Agglo : priorité à l’investissement

Le débat d’orientations budgétaires était à l’ordre du jour du dernier conseil communautaire le lundi 28 janvier dernier. Un budget 2019 qui s’établit à près de 97 M€. Celui-ci s’inscrit dans la volonté de poursuivre la maîtrise des dépenses publiques, 66 M€, avec néanmoins un haut niveau d’investissement 30,8 M€, pour une hausse des dépenses de fonctionnement inférieure à l’inflation prévue, moins de 1 %. « Nous avons fait le choix de maîtriser la dépense publique en fonctionnement pour pouvoir soutenir l’investissement local malgré une nouvelle baisse des dotations », a rappelé Guy Dambre. Une rigueur qui permet de dégager des marges de manœuvre pour le parc animalier, la piscine Jean-Bouin, la zone d’activités la Clef des Champs et son circuit automobile, la voirie, les réseaux et réservoirs d’eau potable… « On fait très attention, il n’y aura pas d’augmentation de tarifs, ni de taux… Nous sommes persuadés qu’en renforçant l’attractivité du circuit, nous allons générer des recettes », a insisté Xavier Bertrand avant de rappeler qu’au niveau des investissements, 82 % des travaux étaient effectués par des entreprises locales ou régionales, un niveau jamais atteint.

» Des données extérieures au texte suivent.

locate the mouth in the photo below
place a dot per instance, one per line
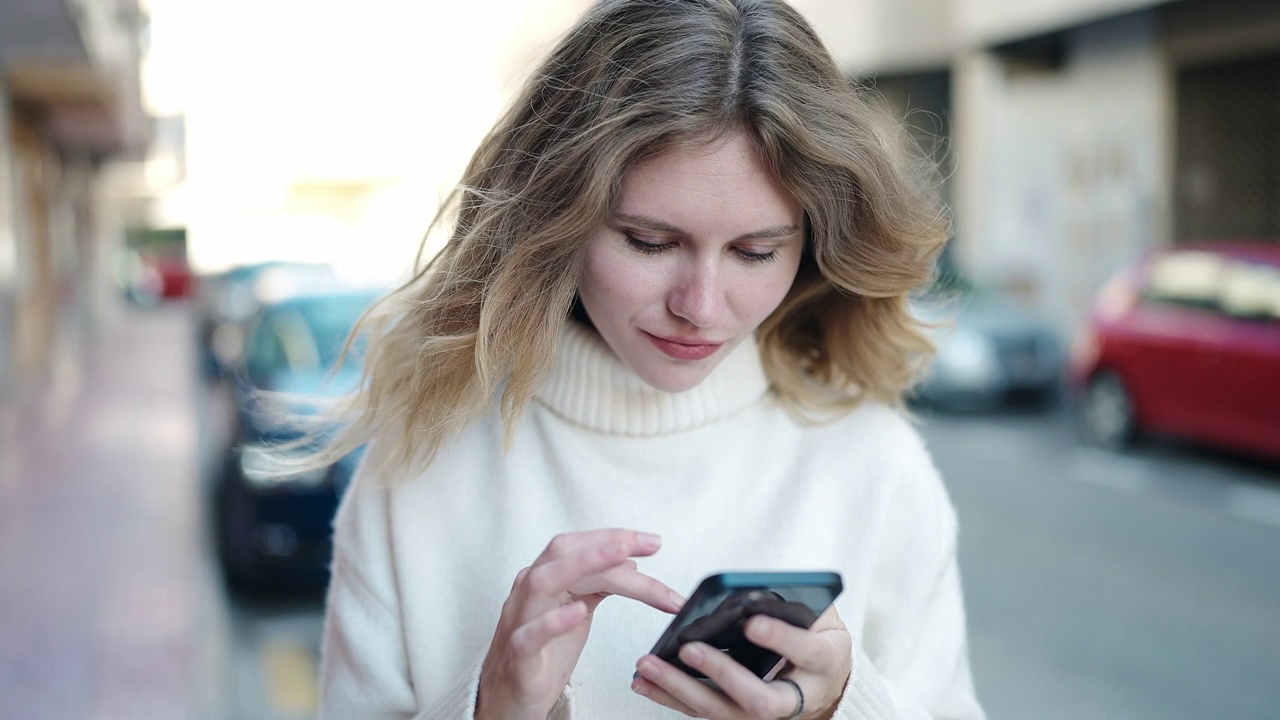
(682, 349)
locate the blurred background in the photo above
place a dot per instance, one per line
(199, 197)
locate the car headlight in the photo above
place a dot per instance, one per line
(264, 472)
(967, 358)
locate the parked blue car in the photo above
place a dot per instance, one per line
(274, 533)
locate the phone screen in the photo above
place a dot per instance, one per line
(717, 613)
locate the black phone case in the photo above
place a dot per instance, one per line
(717, 613)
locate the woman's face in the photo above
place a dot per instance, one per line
(702, 249)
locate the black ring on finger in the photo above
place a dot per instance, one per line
(799, 709)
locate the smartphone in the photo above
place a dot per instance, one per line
(718, 610)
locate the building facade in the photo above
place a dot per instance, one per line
(68, 104)
(1079, 132)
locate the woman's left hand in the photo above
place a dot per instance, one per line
(818, 662)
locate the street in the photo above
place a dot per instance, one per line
(1098, 586)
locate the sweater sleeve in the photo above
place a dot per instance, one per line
(364, 660)
(912, 660)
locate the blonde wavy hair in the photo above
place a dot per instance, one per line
(632, 80)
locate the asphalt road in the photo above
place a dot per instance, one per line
(1098, 586)
(1106, 586)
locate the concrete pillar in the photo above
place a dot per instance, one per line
(9, 253)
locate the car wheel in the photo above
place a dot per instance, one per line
(229, 538)
(1105, 417)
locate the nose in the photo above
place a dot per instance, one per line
(698, 296)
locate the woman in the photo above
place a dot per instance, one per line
(668, 337)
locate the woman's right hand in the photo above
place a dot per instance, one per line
(548, 616)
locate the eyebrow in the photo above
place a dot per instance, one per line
(659, 226)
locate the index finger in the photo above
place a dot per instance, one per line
(638, 543)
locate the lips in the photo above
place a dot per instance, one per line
(682, 349)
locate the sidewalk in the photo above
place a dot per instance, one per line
(108, 605)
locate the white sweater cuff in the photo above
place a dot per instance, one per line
(869, 697)
(460, 703)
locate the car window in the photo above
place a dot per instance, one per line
(305, 335)
(1188, 278)
(1251, 291)
(1208, 281)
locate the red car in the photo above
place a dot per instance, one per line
(1185, 343)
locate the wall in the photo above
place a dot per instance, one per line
(987, 22)
(877, 36)
(8, 251)
(1063, 171)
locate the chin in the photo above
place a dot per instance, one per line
(681, 381)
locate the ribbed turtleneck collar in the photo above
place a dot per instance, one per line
(592, 387)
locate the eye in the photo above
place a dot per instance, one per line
(748, 256)
(647, 246)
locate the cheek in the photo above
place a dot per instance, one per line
(615, 283)
(762, 296)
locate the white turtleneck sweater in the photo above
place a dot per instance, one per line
(423, 565)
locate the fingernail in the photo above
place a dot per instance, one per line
(691, 654)
(650, 669)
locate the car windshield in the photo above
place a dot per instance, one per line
(305, 335)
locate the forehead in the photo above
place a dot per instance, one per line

La dette reste quant à elle maîtrisée, 23 M€. Une renégociation des taux est actuellement en cours. « Je suis un t’cho peu radin, on discute de façon très serrée avec les banques. » Le résultat des négociations sera communiqué en mars prochain lors du vote du budget.

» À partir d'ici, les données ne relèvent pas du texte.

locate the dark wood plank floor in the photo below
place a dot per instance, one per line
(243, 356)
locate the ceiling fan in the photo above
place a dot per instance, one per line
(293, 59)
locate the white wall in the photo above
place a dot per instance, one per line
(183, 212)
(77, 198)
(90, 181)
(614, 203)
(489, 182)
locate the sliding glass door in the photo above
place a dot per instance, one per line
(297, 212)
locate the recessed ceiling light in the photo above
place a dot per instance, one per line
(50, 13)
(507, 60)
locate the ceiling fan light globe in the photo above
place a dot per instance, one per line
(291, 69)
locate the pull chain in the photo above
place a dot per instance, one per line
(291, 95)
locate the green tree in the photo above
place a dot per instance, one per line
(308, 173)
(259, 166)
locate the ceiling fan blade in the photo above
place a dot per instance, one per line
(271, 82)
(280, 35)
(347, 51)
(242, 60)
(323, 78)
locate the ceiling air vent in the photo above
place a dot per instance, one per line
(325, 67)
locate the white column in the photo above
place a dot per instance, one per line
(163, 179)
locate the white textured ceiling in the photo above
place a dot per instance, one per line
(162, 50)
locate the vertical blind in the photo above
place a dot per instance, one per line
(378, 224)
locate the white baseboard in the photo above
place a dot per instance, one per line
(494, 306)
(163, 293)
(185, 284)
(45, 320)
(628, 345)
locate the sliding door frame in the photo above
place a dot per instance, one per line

– Autre rapport à l’ordre du jour, l’aménagement de la friche industrielle ex-Motobécane du « Maréchal Juin ». Un marché attribué à la Seda (Société d’équipement du département de l’Aisne), la seule à avoir candidaté, un projet à plus de 16 M€.
– Habitat : lors de l’approbation du rapport concernant le bonus Energie, Freddy Grzeziczak a déploré le manque de bénéficiaires (75 en deux ans pour 37 000 €) avant d’annoncer sa volonté d’étendre les aides pour les foyers très modestes jusqu’à 10 % du montant HT des travaux plafonnés à 20 000 €, soit 2 000 € contre actuellement 500 €. « Les marchands de sommeil ne sont pas les bienvenus sur ce territoire, il n’est pas question de fermer les yeux… Si nous n’avons de stratégie d’habitat, nous ne gagnerons pas de population », a prévenu Xavier Bertrand.